Bryallen, I think this has been fascinating and fun to read. I like the goal you have set for yourself--to eat mainly British. It's realistic and it's doable.

I've really enjoyed reading about your experiment!

ANGLESEY ALLSORTS said...

Well done that Girl! think you have open all our eyes.... I for one will be looking for British grown food.

Vicky x

Bryallen said...

I was pleasantly surprised with how well labelled fruit and veg were actually. The ingredients in a more processed food were much harder to trace though.

You just can't beat seasonal foods - British strawberries in summer taste a million times better than ones from foreign climes grown artificial for the UK market!

Bryallen said...

I am very excited to grow my own vegetables this year! The fruit bushes my parents planted last year didn't do very well, but there is always a huge abundance of blackberries in the late summer! :)

When I was at uni in Cardiff I went to a local farmer's martket just before Christmas and there was a lot still on offer. It probably takes a greenhouse and a lot more effort to grow the less hardy and more seasonal stuff though.

Bryallen said...

I definitely did learn a lot. I was worried about how I probably wasn't getting the right vitamins and iron etc., but then people didn't think about that stuff in the past.

I remember my primary school headteacher telling us she didn't see a banana until she was about 10 (born just after the second world war), which we were all so shocked to hear!

cumbrian said...

Really trying to get my head around this idea, I try to eat as local as possible, but there's some things we just can't produce in UK. Rice, tea and coffee for example, and I think most people buy these items every week?
Bakery products also tend to be bought on a regular basis, but I don't think much of the flour used is from grain grown in UK, nor is the sugar, salt or fat content locally scourced.

Having said that, I think just about all our meat, fish and poultry foodstuff can be scourced locally, all our basic vegetables, and quite a bit of fruit in season. Milk and eggs are also usually easy enough to buy British.

So I agree a more realistic aim would be to eat mostly UK produce with the addition of as litle as practical imported stuff.
That would be more realistic and achievable.

kernowyon said...

Your father didn't see bananas as a youngster either, Bryallen!

We did however used to walk (yes, walk) to my great grandmothers (about 5 miles if the tide was out!) and grow carrots and other root vegetables in the sandy soil around her home.

We ate local veg and meat - although there was a small supermarket where we could buy baked beans and stuff as well.

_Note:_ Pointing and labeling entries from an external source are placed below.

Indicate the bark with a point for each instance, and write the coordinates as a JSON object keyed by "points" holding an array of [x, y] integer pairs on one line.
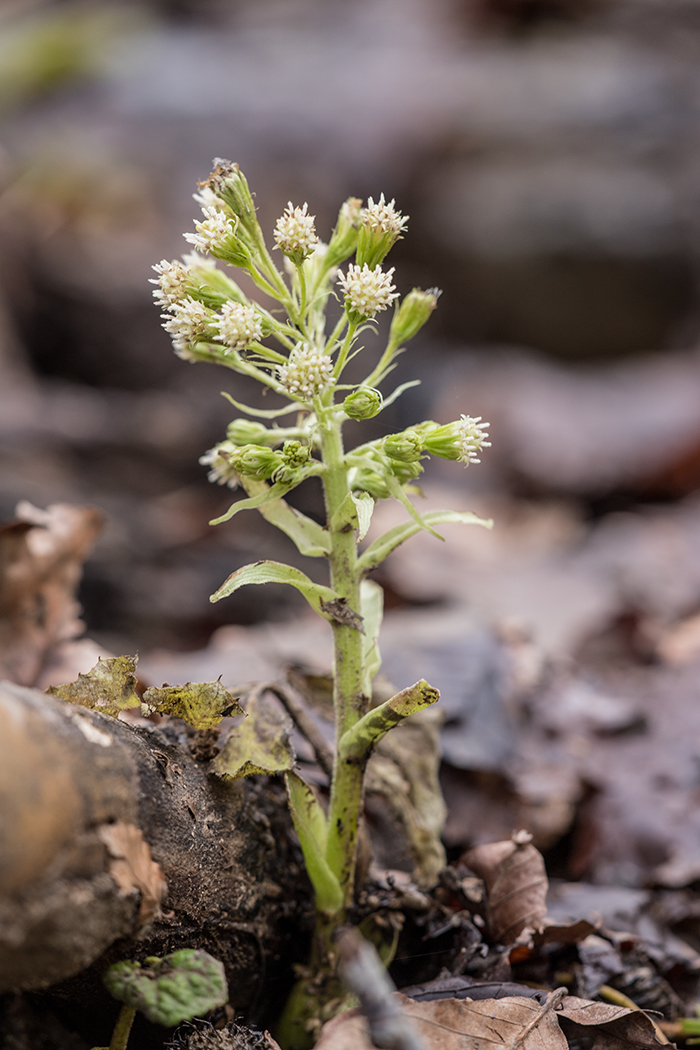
{"points": [[96, 813]]}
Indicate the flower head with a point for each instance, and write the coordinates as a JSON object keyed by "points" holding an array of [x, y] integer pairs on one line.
{"points": [[295, 233], [367, 291], [174, 282], [212, 231], [238, 326], [218, 459], [306, 373], [381, 226], [189, 321], [462, 440]]}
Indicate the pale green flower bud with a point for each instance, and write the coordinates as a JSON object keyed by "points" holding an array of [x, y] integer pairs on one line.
{"points": [[406, 446], [343, 239], [381, 226], [256, 462], [296, 455], [462, 440], [228, 182], [412, 313], [247, 432], [365, 402]]}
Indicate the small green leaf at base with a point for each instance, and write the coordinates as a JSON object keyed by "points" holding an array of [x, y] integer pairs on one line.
{"points": [[203, 705], [184, 985], [260, 743], [109, 687]]}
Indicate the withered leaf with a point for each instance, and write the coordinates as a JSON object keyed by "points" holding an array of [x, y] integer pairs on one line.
{"points": [[513, 873], [41, 563], [451, 1024], [259, 744], [109, 687], [132, 866], [203, 705]]}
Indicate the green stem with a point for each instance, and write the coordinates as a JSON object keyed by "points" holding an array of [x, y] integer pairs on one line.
{"points": [[123, 1028]]}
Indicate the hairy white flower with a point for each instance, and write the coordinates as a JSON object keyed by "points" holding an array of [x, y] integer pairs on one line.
{"points": [[383, 216], [173, 281], [187, 322], [367, 291], [207, 198], [212, 232], [471, 435], [306, 373], [221, 471], [238, 324], [295, 232]]}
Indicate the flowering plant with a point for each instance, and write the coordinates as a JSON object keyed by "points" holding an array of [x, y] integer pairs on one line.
{"points": [[211, 319]]}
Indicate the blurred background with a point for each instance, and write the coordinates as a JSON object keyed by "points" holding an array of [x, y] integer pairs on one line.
{"points": [[548, 154]]}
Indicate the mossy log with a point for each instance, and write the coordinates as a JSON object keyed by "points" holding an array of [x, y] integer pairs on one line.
{"points": [[97, 816]]}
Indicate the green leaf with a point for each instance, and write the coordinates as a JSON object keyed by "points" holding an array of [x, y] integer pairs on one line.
{"points": [[372, 599], [311, 825], [202, 705], [271, 492], [259, 744], [184, 985], [322, 600], [310, 538], [264, 413], [378, 550], [364, 505], [110, 687]]}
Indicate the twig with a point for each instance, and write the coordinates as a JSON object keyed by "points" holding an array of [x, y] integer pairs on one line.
{"points": [[301, 718], [550, 1003], [364, 974]]}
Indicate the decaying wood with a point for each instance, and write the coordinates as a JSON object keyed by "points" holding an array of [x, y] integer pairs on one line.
{"points": [[111, 833]]}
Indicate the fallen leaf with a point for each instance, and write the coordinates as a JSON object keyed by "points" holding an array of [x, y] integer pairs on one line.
{"points": [[41, 559], [513, 873], [259, 744], [203, 705], [109, 687], [451, 1024], [132, 866]]}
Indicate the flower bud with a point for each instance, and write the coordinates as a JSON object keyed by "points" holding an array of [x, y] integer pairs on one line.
{"points": [[461, 440], [411, 315], [343, 239], [246, 432], [406, 446], [256, 461], [381, 226], [365, 402], [295, 455]]}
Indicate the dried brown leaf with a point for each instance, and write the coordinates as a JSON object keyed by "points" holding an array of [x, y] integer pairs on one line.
{"points": [[132, 866], [513, 873], [451, 1024], [41, 559]]}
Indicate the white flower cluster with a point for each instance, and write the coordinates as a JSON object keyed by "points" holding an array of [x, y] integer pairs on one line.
{"points": [[211, 231], [172, 281], [187, 321], [295, 232], [471, 435], [383, 216], [238, 326], [367, 291], [306, 373]]}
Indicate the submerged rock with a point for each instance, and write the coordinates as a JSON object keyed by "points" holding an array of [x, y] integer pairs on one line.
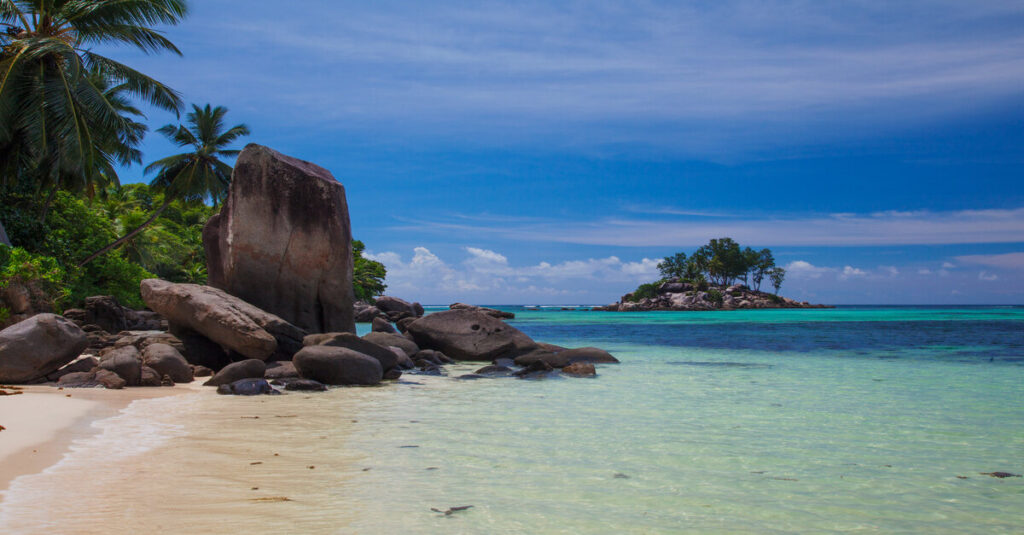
{"points": [[247, 387], [332, 365], [469, 335], [249, 369], [283, 241]]}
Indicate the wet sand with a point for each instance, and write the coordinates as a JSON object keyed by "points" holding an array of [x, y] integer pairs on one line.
{"points": [[41, 423]]}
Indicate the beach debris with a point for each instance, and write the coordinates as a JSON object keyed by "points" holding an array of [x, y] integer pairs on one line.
{"points": [[271, 498], [451, 509]]}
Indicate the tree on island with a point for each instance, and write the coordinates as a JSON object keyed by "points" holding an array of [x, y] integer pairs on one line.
{"points": [[196, 175], [722, 261]]}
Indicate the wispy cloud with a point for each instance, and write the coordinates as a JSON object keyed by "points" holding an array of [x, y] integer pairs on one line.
{"points": [[1004, 261], [666, 73], [920, 228]]}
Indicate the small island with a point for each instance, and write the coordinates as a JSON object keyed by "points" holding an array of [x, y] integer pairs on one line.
{"points": [[716, 277]]}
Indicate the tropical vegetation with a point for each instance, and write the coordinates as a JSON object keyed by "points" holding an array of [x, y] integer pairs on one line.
{"points": [[69, 122]]}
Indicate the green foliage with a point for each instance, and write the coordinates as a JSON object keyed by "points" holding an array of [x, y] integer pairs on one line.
{"points": [[777, 275], [65, 118], [645, 291], [673, 266], [368, 276]]}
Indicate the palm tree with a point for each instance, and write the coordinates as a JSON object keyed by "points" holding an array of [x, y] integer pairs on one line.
{"points": [[56, 117], [196, 175]]}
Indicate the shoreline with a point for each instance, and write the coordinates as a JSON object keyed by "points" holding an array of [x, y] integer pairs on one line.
{"points": [[42, 423]]}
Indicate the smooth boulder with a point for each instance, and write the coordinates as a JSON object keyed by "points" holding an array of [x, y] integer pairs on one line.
{"points": [[386, 357], [33, 348], [228, 321], [248, 369], [167, 361], [283, 241], [126, 362], [332, 365], [469, 335]]}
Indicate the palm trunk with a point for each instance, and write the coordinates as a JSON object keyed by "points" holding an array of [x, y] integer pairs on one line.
{"points": [[117, 243], [3, 236]]}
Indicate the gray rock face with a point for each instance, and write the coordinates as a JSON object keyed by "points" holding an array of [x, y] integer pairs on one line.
{"points": [[230, 322], [35, 347], [384, 339], [386, 357], [469, 335], [126, 362], [281, 370], [250, 369], [283, 241], [167, 361], [331, 365]]}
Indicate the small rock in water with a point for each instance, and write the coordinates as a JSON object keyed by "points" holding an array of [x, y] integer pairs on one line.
{"points": [[1000, 475], [451, 509]]}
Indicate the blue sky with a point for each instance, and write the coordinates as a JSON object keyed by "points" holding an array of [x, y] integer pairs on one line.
{"points": [[549, 153]]}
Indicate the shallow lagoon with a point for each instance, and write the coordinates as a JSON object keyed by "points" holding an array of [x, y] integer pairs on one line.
{"points": [[847, 419]]}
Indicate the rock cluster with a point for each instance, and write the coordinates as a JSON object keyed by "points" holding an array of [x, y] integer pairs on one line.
{"points": [[678, 295]]}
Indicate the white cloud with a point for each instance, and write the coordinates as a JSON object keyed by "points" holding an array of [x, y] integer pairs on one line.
{"points": [[1004, 261], [488, 275], [850, 272], [805, 270], [883, 229]]}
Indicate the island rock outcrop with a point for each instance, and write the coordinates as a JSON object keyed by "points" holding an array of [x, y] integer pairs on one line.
{"points": [[283, 241]]}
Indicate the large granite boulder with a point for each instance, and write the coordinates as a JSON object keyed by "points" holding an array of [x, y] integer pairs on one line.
{"points": [[248, 369], [283, 241], [386, 357], [167, 361], [332, 365], [387, 340], [232, 323], [35, 347], [470, 335], [126, 362]]}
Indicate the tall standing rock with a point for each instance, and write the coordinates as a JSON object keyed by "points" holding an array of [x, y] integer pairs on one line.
{"points": [[283, 241]]}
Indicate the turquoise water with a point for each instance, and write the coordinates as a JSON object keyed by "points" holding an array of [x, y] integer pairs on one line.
{"points": [[848, 419], [853, 419]]}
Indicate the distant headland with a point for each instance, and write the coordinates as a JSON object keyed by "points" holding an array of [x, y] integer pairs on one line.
{"points": [[716, 277]]}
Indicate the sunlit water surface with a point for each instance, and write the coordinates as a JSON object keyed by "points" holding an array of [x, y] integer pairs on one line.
{"points": [[848, 419]]}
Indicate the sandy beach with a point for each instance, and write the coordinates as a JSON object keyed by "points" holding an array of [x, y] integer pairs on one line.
{"points": [[41, 423]]}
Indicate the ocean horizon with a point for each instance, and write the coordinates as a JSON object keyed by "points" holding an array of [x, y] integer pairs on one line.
{"points": [[886, 419]]}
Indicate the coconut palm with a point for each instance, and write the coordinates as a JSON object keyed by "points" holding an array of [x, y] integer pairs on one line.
{"points": [[57, 119], [195, 175]]}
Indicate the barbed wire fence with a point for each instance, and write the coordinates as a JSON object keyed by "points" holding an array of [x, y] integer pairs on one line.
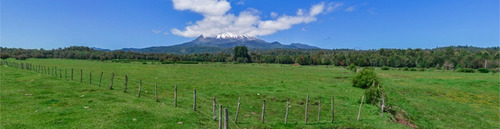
{"points": [[147, 89]]}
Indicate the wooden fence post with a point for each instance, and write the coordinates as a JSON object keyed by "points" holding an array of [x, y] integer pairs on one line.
{"points": [[175, 96], [140, 85], [90, 78], [220, 116], [226, 119], [307, 103], [194, 99], [214, 106], [263, 110], [81, 75], [156, 91], [112, 76], [100, 79], [383, 105], [359, 113], [319, 110], [237, 110], [286, 114], [126, 81], [333, 112]]}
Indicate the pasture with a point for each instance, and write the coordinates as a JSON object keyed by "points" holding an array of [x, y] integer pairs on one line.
{"points": [[429, 99]]}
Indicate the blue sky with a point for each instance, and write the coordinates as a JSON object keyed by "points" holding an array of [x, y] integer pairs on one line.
{"points": [[358, 24]]}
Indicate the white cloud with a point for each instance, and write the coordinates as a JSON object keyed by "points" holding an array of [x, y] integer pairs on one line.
{"points": [[156, 31], [350, 9], [332, 6], [217, 20], [372, 11], [274, 14], [316, 9], [241, 2]]}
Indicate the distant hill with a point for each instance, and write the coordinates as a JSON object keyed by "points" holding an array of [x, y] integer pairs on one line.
{"points": [[218, 44]]}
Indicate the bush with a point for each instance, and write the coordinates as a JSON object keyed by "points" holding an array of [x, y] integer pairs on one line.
{"points": [[466, 70], [374, 95], [4, 56], [352, 67], [365, 79], [167, 62], [483, 70]]}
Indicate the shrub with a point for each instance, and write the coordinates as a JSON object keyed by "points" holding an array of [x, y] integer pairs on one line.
{"points": [[4, 56], [167, 62], [374, 95], [353, 67], [483, 70], [365, 79], [466, 70]]}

I would agree with your synopsis - eat "mainly" local crops (go for seasonal crops when possible to save money and "air miles"). Really enjoyed the blog (I was "banned" from reading it until after Christmas because of the "present" issues)

By the way, the Christmas pressie was awesome and the birthday paper (prints of leaves) was the best thing I have seen for many years - and we recycled that as paprer for Nana's pressie paper too!